The image in your mind as you do it – this tall, somewhat gangly army truck in civvies bouncing down the highway, passing all traffic like its stopped traffic – will bring a smile to one’s face, every time. As will the noise – those pipes are loud and can be made louder with the press of a button or by selecting one of the more aggressive drive modes. At which point that same button can be used to soften the exhaust note, but won’t modify the throttle, suspension and transmission settings the drive modes play with.

While like The Hulk made his name in the comics and that image described earlier is a somewhat comical one, the G 63 is no joke.
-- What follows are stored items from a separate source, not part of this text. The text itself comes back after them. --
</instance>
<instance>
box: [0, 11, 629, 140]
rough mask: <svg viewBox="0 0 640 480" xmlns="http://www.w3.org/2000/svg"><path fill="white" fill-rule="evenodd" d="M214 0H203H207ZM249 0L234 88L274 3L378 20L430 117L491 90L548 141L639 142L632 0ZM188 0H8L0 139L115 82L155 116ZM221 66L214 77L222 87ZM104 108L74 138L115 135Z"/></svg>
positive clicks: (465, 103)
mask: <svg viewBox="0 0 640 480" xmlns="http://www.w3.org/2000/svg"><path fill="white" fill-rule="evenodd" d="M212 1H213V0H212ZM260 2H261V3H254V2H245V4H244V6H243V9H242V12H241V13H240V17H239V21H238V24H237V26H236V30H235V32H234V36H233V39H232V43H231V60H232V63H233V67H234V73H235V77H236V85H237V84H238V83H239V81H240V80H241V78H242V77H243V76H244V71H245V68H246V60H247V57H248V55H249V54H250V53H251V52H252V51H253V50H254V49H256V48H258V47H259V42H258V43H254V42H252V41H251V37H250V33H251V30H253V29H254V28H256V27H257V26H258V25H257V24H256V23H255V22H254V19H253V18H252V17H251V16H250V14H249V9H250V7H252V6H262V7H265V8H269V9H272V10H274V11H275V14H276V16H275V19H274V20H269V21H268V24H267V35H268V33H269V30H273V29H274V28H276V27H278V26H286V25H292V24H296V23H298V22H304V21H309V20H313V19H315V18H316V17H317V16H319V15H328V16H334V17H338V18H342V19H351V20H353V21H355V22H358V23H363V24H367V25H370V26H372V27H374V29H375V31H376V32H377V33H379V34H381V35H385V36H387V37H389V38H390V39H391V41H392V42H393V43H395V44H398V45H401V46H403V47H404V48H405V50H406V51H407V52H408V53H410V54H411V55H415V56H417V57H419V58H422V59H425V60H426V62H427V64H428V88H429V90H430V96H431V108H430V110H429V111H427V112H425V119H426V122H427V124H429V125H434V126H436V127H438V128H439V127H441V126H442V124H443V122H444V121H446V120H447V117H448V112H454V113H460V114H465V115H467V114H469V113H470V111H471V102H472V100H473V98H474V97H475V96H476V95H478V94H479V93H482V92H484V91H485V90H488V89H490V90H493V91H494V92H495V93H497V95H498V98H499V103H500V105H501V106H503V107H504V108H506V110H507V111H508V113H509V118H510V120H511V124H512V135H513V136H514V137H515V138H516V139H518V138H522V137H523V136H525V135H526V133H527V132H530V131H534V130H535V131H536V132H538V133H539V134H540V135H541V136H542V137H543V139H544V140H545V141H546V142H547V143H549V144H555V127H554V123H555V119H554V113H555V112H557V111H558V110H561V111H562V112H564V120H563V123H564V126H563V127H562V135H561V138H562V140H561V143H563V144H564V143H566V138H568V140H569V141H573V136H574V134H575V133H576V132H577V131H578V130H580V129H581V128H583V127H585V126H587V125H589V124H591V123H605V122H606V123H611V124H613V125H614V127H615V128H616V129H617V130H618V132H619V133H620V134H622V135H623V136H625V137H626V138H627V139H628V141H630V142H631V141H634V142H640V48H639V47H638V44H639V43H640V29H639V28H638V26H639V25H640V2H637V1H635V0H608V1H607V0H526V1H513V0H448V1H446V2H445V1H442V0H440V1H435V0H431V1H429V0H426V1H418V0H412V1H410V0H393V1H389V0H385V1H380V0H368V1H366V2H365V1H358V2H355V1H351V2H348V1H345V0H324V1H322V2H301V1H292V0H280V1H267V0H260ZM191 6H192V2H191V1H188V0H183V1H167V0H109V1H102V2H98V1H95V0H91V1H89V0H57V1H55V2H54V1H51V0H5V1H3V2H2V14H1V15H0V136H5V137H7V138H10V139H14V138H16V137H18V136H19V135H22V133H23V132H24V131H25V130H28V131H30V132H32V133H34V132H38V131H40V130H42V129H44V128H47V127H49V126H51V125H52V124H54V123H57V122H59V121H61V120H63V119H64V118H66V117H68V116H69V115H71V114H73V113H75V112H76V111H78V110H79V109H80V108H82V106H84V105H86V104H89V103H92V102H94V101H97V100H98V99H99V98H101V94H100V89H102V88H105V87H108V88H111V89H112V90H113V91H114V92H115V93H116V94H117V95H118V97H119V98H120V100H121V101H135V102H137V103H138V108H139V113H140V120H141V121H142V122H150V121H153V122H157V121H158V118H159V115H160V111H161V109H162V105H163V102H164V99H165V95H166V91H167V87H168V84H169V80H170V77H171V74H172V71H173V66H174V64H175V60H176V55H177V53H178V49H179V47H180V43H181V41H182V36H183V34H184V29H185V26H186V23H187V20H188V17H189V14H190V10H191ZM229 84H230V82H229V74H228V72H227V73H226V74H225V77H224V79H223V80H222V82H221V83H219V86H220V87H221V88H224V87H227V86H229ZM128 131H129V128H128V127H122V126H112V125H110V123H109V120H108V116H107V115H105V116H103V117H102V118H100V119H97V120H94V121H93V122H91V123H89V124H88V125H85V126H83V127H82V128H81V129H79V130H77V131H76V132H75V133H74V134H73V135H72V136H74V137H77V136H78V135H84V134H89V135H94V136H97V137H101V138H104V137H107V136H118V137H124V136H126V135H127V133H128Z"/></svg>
Especially when we talk about its off-road chops, which are top of the pops right up there with the Defenders, 4Runners and Wranglers (and Broncos) of the world. There are three separate locking differentials – remember than innovation we hinted at earlier? Well, the G-Class is one of the only vehicles out there with that feature – and 217 mm of ground clearance so it can clamber up and through anything.

I’ve had the opportunity to really put both the G 63 and its lesser-endowed G 550 sibling through narrow off-road tracks normally reserved for ATVs and with its short wheelbase, super short front and rear overhangs and great view out, it was a remarkable joy to pilot in those circumstances. Sure; we had to play with the diffs – they’re activated by three individual buttons right there on the dash – in order to make some of the sharper hairpins, but once down, there was no stopping the G 63.

2021 Mercedes Benz G63

What’s truly remarkable, though, is actually how it handles itself on the beaten path, as opposed to off it. Indeed, you knew it would be good off-road but it takes corners with surprisingly minimal body lean for such a tall vehicle. That’s the adjustable-dampers and strut tower brace at work, and I neve quite got past the feeling that this was a properly jeepish non-Jeep that performed much better on the road than it should. Maybe the bad guy in The Bourne Supremacy was on to something when he decided to chase Jason Bourne down in a G…

That’s the G-Class in a nutshell, really. It’s an icon of many stripes – military icon, rap icon, pop culture icon – and, soon, possibly an EV off-road icon as an EQ battery-electric version is reportedly not that far off.

It’s got presence, it will put a smile on your face (and, if my short experience is anything to go by, on the faces of many passers-by as well) and it will tackle most anything you throw its way. Pretty good for a vehicle that started life as a humble civil servant over four decades ago.

The vehicle was provided to the writer by the automaker. Content and vehicle evaluations were not subject to approval.